In den letzten Jahren wird das Zusammenleben der deutschen und tschechischen Bevölkerung in den böhmischen Ländern erneut zu einem großen Thema, in Kunst, Film und Literatur. Nachdem die Aufarbeitung der lang tabuisierten Schlüsselereignisse des 20. Jahrhunderts, durch die dieses Zusammenleben in die Brüche ging, weit fortgeschritten ist, konzentrieren sich die Autorinnen und Autoren auf das Private und gehen auf Spurensuche, auch in die eigenen Familiengeschichten.

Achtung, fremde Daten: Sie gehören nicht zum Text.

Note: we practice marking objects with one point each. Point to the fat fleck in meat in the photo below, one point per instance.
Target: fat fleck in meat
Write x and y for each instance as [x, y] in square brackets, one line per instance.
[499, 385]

So ist es bei Alice Horáčková in ihrem Roman Rozpůlený dům, erschienen 2022, und bei Veronika Jonášová in ihrer Ada, im selben Jahr veröffentlicht. Beide Bücher stellen die Vorstellung von einer einfachen – nationalen – Identität und einer eindimensionalen Auslegung der Geschichte in Frage. Was hat die beiden Schriftstellerinnen motiviert, derart persönliche Texte zu schreiben? Wie lief die Spurensuche in der eigenen Familie? Und was haben sie über sich selbst, aber auch über das Land, in dem sie leben, erfahren? Diese und andere Fragen möchte Zuzana Jürgens, Geschäftsführerin des Adalbert Stifter Vereins, mit den Autorinnen nach deren Lesungen besprechen.

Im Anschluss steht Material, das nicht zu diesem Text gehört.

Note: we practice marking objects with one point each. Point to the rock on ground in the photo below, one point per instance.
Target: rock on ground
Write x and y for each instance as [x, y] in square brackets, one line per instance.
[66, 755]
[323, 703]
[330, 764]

Buchcover: Alice Horáčková: »Rozpůlený dům« und Veronika Jonášová: »Ada«
Alice Horáčková, geb. 1989, ist Journalistin und Schriftstellerin. Rozpůlený dům ist ihr zweites belletristisches Buch, ein vielstimmiger Roman, in den sie Familiengeschichten, Erinnerungen und Archivdokumente einfließen lässt. Das Werk entfaltet die Welt eines Dorfes im Riesengebirge vor und während des Zweiten Weltkriegs, die Unzulänglichkeit der nationalen Zuweisungen angesichts der Anforderungen, die das Leben an die Menschen stellt.

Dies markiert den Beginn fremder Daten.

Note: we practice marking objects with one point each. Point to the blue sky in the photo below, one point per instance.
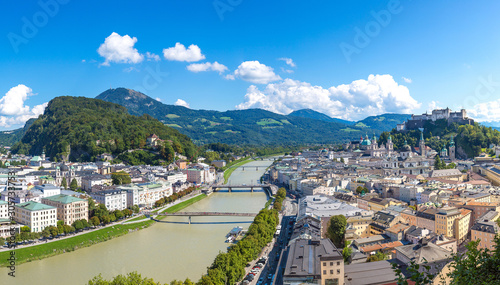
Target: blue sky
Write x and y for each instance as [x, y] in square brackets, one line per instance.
[347, 59]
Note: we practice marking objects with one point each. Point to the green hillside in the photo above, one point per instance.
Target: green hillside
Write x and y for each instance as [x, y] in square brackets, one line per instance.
[469, 139]
[384, 122]
[78, 128]
[252, 126]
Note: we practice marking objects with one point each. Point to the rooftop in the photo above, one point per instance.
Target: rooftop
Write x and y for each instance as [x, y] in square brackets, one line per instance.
[379, 272]
[34, 206]
[64, 199]
[304, 257]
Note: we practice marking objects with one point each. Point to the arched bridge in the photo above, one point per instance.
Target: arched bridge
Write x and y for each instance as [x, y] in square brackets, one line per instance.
[269, 188]
[195, 214]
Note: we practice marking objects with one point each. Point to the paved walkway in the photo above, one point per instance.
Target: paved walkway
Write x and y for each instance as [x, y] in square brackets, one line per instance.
[39, 242]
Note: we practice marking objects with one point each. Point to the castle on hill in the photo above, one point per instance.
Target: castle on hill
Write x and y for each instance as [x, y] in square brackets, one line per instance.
[418, 121]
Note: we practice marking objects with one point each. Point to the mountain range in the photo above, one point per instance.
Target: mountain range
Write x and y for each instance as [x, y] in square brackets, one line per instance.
[242, 127]
[251, 126]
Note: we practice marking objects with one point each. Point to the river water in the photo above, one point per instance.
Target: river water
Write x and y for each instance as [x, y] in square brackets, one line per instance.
[168, 250]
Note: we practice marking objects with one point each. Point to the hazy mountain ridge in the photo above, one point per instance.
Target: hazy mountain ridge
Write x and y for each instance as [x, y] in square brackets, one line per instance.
[251, 126]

Veronika Jonášová, geb. 1982, ist Journalistin. Sie arbeitete als Reporterin und Moderatorin im Tschechischen Fernsehen, von 2019 bis 2022 lebte sie in Berlin. Ada ist ihr belletristisches Debüt, in dessen Mittelpunkt eine junge Fernsehjournalistin steht, die eher zufällig auf die deutschen Wurzeln ihrer Familie stößt. Nach und nach wird die Nachkriegsgewalt an der deutschen Bevölkerung unweit von Olmütz/Olomouc aufgedeckt. Auch hier fließen zeitgenössische Berichte sowie Erinnerungen ein und ergänzen die ungeahnte Geschichte einer geteilten Familie.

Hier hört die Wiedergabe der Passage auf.